Justice

Dur-dur d’être honnête ! "Boir de l’eau… Boir de l’eau..."

Mercredi 1 Février 2017 - 12:06

Correctionnelle Sud – Mardi 31/01/2017


L’honnêteté ne paie pas ; la filouterie non plus, Gilbert, commerçant au Tampon, l’a appris à ses dépens.

Gilbert est âgé de presque la cinquantaine et c’est un travailleur. Petit, chauve et assez décontracté, il n’a pas de casier judiciaire. Depuis de nombreuses années, il gère une petite épicerie : pains, viennoiserie, chocolats, plus quelques articles de consommation courante. Il a tenu ce petit commerce de proximité avec sa compagne, des années durant.
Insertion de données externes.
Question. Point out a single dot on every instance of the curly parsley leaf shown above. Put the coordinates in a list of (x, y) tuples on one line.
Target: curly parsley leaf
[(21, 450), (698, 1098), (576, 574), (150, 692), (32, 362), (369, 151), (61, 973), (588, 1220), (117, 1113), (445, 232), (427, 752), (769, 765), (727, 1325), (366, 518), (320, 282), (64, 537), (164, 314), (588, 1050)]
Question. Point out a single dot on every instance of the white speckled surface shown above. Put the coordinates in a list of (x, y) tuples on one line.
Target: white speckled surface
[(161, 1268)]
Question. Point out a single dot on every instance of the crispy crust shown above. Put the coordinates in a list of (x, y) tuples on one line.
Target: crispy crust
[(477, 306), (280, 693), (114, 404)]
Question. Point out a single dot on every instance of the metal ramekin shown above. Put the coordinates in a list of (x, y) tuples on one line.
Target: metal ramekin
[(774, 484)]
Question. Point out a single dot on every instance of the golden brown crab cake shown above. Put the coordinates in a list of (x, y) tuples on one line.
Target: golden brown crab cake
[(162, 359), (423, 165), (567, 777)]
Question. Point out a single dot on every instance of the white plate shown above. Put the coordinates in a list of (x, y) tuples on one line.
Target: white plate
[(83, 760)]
La mésentente ayant fait ses ravages, Gilbert est devenu seul gérant du commerce mais les choses se sont mises à aller de mal en pis. Pas la faillite mais pas loin.
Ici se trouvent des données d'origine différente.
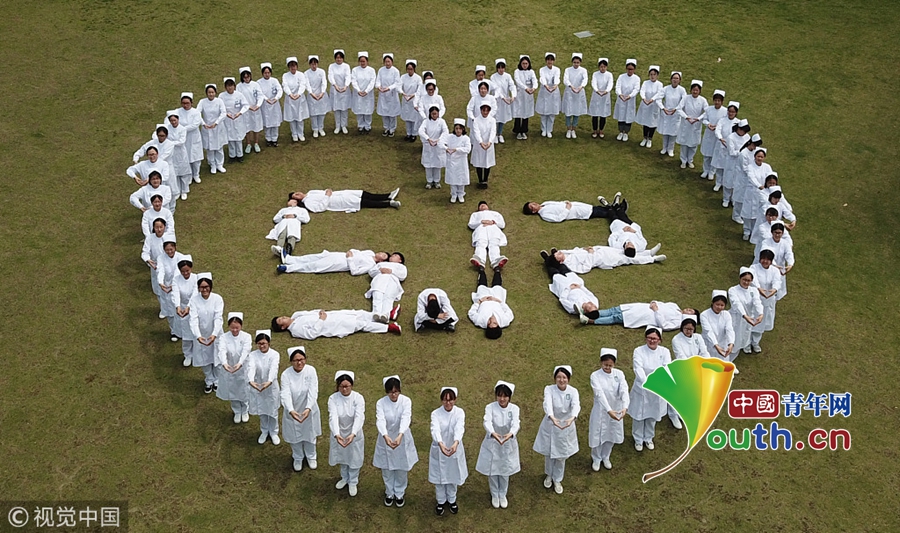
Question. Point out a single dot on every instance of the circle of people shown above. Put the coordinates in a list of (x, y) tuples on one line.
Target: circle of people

Et puis " youpi… youkaïdi… yacou… alalamon zaffair… ", la buvette d’à côté ferme ses portes. Cela fait la désolation des poivrots nocturnes ayant pris la titubante habitude de venir se biturer là jusqu’à très tard dans la nuit… et jusqu’à plus soif.
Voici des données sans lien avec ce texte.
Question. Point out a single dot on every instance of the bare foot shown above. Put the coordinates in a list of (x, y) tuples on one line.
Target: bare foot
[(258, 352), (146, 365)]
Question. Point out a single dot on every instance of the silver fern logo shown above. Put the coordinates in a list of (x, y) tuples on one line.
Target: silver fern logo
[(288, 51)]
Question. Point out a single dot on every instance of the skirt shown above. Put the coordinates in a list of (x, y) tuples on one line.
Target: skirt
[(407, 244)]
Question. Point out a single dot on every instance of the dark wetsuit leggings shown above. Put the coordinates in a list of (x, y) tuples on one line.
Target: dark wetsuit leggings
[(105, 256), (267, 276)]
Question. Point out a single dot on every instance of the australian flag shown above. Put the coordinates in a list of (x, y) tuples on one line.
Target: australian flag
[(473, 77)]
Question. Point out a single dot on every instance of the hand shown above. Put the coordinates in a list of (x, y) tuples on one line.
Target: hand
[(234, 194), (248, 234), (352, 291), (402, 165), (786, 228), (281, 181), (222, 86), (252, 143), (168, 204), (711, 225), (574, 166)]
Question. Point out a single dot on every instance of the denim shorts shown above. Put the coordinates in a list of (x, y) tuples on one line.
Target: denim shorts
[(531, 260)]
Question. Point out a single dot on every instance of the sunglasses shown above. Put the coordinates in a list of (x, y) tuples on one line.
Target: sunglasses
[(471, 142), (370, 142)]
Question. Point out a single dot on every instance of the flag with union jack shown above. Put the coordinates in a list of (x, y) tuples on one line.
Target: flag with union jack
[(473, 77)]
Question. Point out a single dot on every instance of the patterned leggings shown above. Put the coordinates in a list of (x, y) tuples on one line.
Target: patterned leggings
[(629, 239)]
A quelque chose malheur semble bon. Et pour rester dans les on-dit, le malheur des uns fait souvent le bonheur des autres. A condition la loi i engarde pas ou !

Les gosiers pentus perdent leur centre de ravitaillement. Grave question : où se soûler tranquillement maintenant ?

Notre ami boutiquier, bien que prudent côté loi, récupère la clientèle à son corps défendant. Il n’y voit qu’un moyen sûr de remonter la pente du magasin qui penche du côté qui va tomber ! Au début, les mômes Picrate ne font que lui acheter leur bibition nocturne avant de se  mettre carrément à consommer sur place.
" Moin lavé bien dit à zot i boir pas en’-dans là mais mi pouvais pas fé la police non plus. En pluss’ que ça, c’est d’z’habitués, toujours les mêmes têtes. Si ou mette in’ déor, toute i chappe ! "

Deux circonstances joueront contre notre timoré boutiquier.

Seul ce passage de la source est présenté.